About two blocks down (after a short stop to purchase a pen – where Larisa swore later that she didn’t ask directions), we came to the main dental school and treatment center.

It was about 7 blocks, with three turns and a park, and the way I count it, about 9 people told us how to get there. Russia doesn’t have much GPS yet, but the old PPS (Personal People Search) is still working.

Oh, and they fixed her bridge, treated a couple of small ulcers they found and charged her 550 rubles – less than $20.

I guess that I have to explain that my wife is not a crazy Russian – at least not about directions.

What she did was common and for a good reason.

During Communism a lot of information that we consider either public or inconsequential was classified: Things such as the location of the local tire manufacturing plant, the locations of many government offices and road maps.

Now that communism is dead, maps are no longer illegal, but they are not common and they are very hard to find. The country has its own new GPS system in orbit, and Medebev is publicly insisting the people use it, but I have not yet seen a private car with a GPS system and have not seen one for sale anywhere.

Old attitudes die hard and the real attitude here is “What do you need a map for? You going somewhere you shouldn’t go? Maybe doing a little terrorist sabotage, Yankee?”

Since I first wrote this, I have seen a GPS, sort of. The taxi driver that took us back to the bus station had a GPS on the dash. It turned out to be a home grown system. He and his boss have cobbled together a GPS that uses Google Earth maps, and they have written software that allows them to add street names to the map. The driver told us that he and his boss have a web site to sell the systems. However, not many people have been willing to purchase the systems, and they were worried. He knew, he said, that owning a map was no longer a crime, but he was worried that selling them might be.

The arrogant attitude of public transport officials has not been helpful. In San Francisco or London every station has a map of the system on the wall and little folding maps of the bus routes are everywhere. Generally, Russian buses and Marshutkas have route numbers on them, but there is no way to tell where the route goes – except to ask the people waiting at the bus stop or to stop the driver and ask him where he is going.

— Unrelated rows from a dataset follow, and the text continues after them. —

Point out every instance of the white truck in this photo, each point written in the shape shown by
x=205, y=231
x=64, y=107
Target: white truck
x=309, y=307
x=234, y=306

In Prochlodney, I have a wallet card that I made myself. Using times given by Uncle Victor, I made a cheat sheet with the times of buses and marshutkas to and from the Bazaar. The times do not always seem accurate and I just found out why. Victor made the list by sitting out at the bus stop most of the day and asking marshutka drivers how often they drove by that stop.

It is changing – slowly. Savropol is the first place that I have seen buses and marshutkas with silk-screened route lists on the windows. The Savropol bus that we rode last night had a list of all of its major stops printed on the window in bright yellow paint.

Not here in the sticks.

Mother in law just went out to get cherries for this afternoon’s baking. She took a ladder, not a shopping basket.